I wouldn’t know about social media or heroin, not having tried either of them. (I always say that Gaja is my heroin). But I have taken the New Statesman once or twice and I can say that it is probably the most damaging substance one can ingest.
I have never tried either but I guess people would see me as a strong person in that I don’t feel the need to ‘follow’ people to get kicks. There will be zillions of young people who feel that they have to be on social media or, effectively. not exist.
Which takes us back to Cancel Culture.
I will swear that contributors to The New Statesman actually get bonusses for the number of times they can squeeze ‘fat cats’ into their articles. I don’t even think the NS supports the Left in today’s world.
Stephen Bush is a notable exception – writes some of the most insightful articles on UK politics.
I am currently reading a collection of Hugh Trevor-Roper’s letters to Bernard Berenson. Trevor-Roper was a frequent contributor to the New Statesman in the 1950s, but it’s been all downhill since then.
There will be zillions of young people who feel that they have to be on social media or, effectively. not exist.
Indeed. There is this thing called FOMO, or fear of missing out, and it’s approaching psychosis levels. People believe they have to be constantly glued to that screen or something “important” might happen without their knowledge.
I can believe the comparison – ever had heroin tell you:
- you’re usless
- you’re fat
- you’re to skinny
- you’re ugly
etc etc etc
On the other hand, social media doesn’t depress your respiration rate and thereby kill you if you happen to overdo it.
that’s true…social media simply allows friends or strangers to say the nastiest things imaginable about you, or to post your address for the world to see, or attempt to ruin your reputation. Those are helpful to one’s mental health, especially in this lockdown era when more young people are having suicidal thoughts even without being targeted.
I find the author’s lack of logic somewhat obvious. He is positing the idea that if we consider that Social Media has a correlation to depression similar to relationship that Heroin has with depression, then we must assume that Social Media is a bad as Heroin.
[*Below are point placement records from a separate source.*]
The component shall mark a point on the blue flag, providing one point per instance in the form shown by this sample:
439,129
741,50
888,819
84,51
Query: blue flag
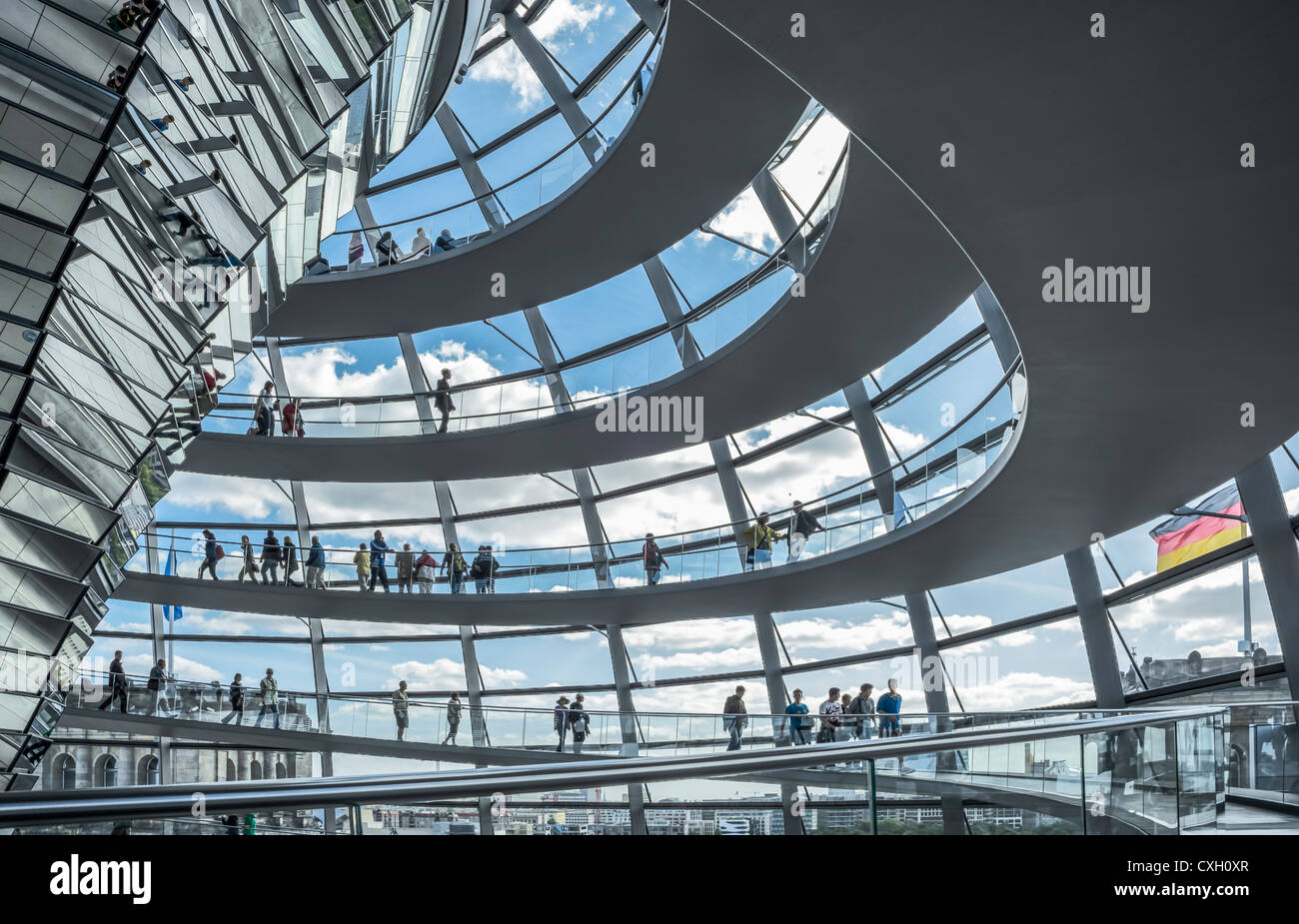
169,569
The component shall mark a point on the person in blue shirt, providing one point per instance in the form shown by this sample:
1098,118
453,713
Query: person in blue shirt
377,569
887,708
209,554
796,708
316,564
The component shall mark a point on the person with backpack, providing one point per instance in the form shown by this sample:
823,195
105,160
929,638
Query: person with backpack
862,708
734,718
442,400
830,712
801,525
156,685
888,708
402,708
316,564
560,720
362,559
796,710
289,418
116,683
453,718
758,537
454,563
378,562
290,553
269,697
265,408
425,571
271,558
209,554
250,560
235,701
843,732
484,569
406,568
652,559
580,723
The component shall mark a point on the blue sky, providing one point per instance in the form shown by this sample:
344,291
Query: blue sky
1026,668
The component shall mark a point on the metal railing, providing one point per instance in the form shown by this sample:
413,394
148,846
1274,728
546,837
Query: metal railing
1154,772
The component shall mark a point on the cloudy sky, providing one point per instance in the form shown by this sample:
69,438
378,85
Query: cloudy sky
1037,667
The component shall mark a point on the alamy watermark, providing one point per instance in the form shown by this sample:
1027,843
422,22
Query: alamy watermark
1098,283
654,415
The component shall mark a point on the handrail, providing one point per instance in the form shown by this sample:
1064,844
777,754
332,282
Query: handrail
177,799
417,699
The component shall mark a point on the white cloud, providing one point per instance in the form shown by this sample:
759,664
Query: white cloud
563,22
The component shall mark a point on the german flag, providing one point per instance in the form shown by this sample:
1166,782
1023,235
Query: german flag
1191,534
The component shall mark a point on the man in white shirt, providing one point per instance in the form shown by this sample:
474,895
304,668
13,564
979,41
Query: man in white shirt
421,244
830,712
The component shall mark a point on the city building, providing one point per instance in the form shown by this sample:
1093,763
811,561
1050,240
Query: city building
505,417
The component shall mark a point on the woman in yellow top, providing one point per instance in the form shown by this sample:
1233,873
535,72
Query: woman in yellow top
363,566
758,538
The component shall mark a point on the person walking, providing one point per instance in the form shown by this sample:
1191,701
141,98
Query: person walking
402,708
265,409
235,701
862,708
156,685
830,712
116,683
362,559
355,251
560,720
269,558
442,400
269,697
316,564
801,525
453,719
484,569
843,731
454,563
289,418
290,562
888,708
378,560
421,246
796,710
209,554
250,560
734,718
652,559
579,721
406,569
758,537
425,571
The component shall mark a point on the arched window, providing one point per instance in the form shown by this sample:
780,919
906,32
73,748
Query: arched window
65,772
150,771
105,771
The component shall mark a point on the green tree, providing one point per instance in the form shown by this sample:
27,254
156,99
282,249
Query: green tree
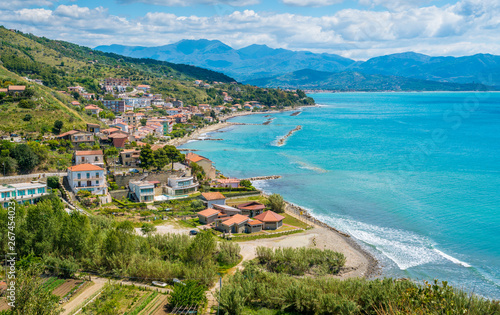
8,165
161,159
147,157
58,124
276,203
148,229
26,159
173,154
27,104
53,182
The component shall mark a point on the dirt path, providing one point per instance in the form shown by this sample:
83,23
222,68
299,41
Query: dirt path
80,298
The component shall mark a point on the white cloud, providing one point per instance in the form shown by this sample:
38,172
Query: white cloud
16,4
186,3
310,3
468,27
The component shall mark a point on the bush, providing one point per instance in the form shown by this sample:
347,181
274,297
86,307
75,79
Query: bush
53,182
298,261
187,294
27,104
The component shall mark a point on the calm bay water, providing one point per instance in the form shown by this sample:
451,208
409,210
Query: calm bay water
415,177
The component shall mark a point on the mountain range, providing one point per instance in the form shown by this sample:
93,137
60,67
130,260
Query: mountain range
265,66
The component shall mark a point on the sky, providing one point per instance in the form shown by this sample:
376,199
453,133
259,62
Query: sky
358,29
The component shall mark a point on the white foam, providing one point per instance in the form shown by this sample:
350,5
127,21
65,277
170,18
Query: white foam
452,259
406,249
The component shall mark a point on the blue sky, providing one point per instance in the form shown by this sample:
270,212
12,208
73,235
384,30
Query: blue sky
358,29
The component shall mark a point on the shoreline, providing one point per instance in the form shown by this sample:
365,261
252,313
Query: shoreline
371,265
224,124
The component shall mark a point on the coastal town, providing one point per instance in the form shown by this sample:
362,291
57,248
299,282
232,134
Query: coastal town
127,167
133,186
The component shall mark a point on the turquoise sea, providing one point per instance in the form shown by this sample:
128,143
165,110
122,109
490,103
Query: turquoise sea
415,177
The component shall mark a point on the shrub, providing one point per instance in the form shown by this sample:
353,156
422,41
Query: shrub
27,104
187,294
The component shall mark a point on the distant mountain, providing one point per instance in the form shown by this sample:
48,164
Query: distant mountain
255,61
260,61
480,68
356,81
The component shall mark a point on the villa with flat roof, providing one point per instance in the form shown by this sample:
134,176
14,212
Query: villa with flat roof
23,192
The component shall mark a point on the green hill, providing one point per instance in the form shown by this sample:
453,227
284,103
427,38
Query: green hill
61,64
356,81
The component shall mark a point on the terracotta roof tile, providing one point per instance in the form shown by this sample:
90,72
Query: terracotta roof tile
85,167
213,196
208,212
269,216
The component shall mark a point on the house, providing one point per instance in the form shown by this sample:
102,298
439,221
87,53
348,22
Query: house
130,157
208,216
271,220
212,198
93,128
95,157
16,89
93,109
87,177
239,224
251,208
202,161
142,191
226,182
181,186
117,106
78,137
119,139
78,89
22,192
143,87
114,82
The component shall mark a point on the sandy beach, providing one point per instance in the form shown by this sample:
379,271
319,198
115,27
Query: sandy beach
221,125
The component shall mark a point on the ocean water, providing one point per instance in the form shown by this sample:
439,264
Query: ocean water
415,177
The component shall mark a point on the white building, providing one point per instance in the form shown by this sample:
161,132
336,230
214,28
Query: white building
181,186
23,192
89,157
88,177
143,191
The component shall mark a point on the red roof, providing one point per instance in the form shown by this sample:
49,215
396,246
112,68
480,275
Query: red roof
269,216
193,157
85,167
235,219
213,196
208,212
94,152
252,205
68,133
254,222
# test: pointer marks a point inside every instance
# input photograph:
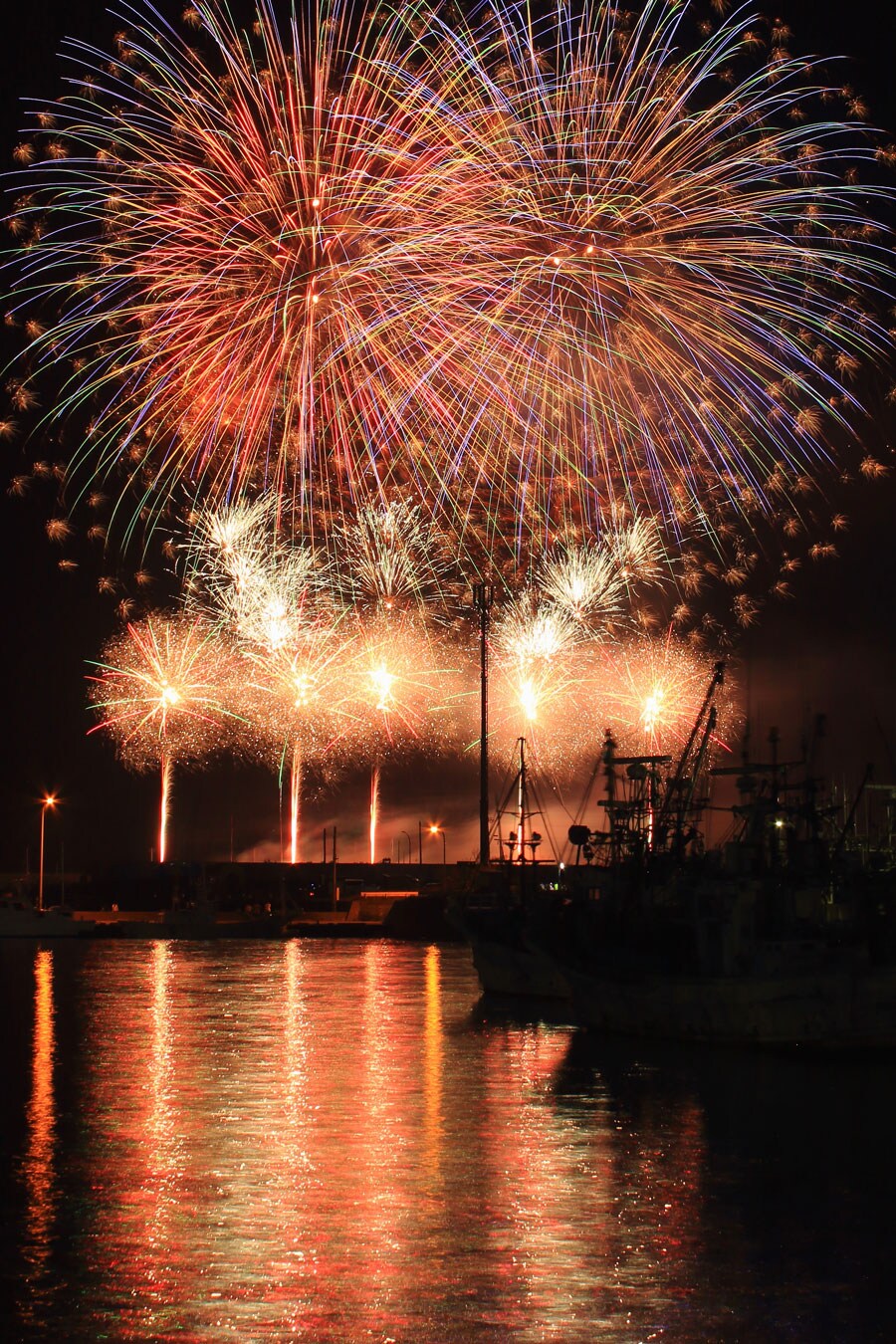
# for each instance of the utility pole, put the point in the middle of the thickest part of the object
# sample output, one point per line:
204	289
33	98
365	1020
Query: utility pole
483	601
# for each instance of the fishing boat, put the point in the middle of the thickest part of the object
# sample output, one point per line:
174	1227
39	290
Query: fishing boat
782	936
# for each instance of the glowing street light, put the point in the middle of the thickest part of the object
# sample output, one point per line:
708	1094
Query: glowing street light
49	801
439	830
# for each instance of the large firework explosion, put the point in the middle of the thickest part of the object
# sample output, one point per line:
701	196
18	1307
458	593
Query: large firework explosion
160	692
539	269
391	299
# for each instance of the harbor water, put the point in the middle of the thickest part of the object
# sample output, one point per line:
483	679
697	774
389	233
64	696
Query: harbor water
338	1141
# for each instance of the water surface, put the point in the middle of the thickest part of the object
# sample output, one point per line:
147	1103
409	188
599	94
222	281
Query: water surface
338	1141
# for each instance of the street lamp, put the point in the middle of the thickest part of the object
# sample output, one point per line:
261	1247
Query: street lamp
439	830
49	801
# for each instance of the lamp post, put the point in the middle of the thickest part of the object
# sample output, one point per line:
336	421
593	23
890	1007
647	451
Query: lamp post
439	830
49	801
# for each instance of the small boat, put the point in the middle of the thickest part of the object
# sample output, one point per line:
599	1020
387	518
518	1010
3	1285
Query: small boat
20	920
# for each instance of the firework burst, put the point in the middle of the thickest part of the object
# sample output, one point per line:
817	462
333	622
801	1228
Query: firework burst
538	269
160	692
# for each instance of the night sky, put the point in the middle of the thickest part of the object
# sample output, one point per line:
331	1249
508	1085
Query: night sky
833	649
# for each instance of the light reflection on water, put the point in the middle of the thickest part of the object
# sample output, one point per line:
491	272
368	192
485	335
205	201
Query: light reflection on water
39	1163
331	1141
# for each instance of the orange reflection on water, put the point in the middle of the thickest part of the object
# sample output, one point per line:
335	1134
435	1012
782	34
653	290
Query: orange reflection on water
433	1059
39	1166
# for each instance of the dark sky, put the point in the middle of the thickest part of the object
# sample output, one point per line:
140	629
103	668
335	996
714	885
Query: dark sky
833	649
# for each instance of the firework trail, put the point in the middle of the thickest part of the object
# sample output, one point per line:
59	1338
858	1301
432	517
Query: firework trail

He is either an idiot or another media face trying to manipulate the public. Either way he has insulted my intelligence.
He was commenting on a piece that posited that idea. Don’t think he intended you any insult.
I’m compiling (in my head for now) a list of
Non- woke things that wind up anti-woke people as much as woke things do. ‘The evil of social media’ is one.
My theory is anti- woke people are angry about lots of things – some of which happen to be woke.
I think they are mainly old. Once upon a time I worked in Italy for a year and every morning the cafes were full of old retired people putting the world to rights. They were very angry and their voices were very loud.
One day, something new will replace social media. It will be considered a path to perdition and people will look back at the “social media age” as one of enlightenment and wisdom.
A few years ago I saw a play called The Nether. I recommend those who see the web, internet, social media as something to be controlled and rationed, to read about it.
Social media, unlike heroin, is just as ‘bad’ or ‘good’ as one’s own social circles. I’m not on social media, simply because i’m too lazy / can’t be ar$ed with it – and i know that i miss out on some good valuable stuff by not being on social media.
Then again, i’m not a teenager in the process of trying to build a personality, i can imagine it could be a minefield for them to navigate. The world got way too much ‘social’ since i was a teen.
I think Dr. Twenge made a mistake in doing her study. Common sense is my criteria. Small usage of social media.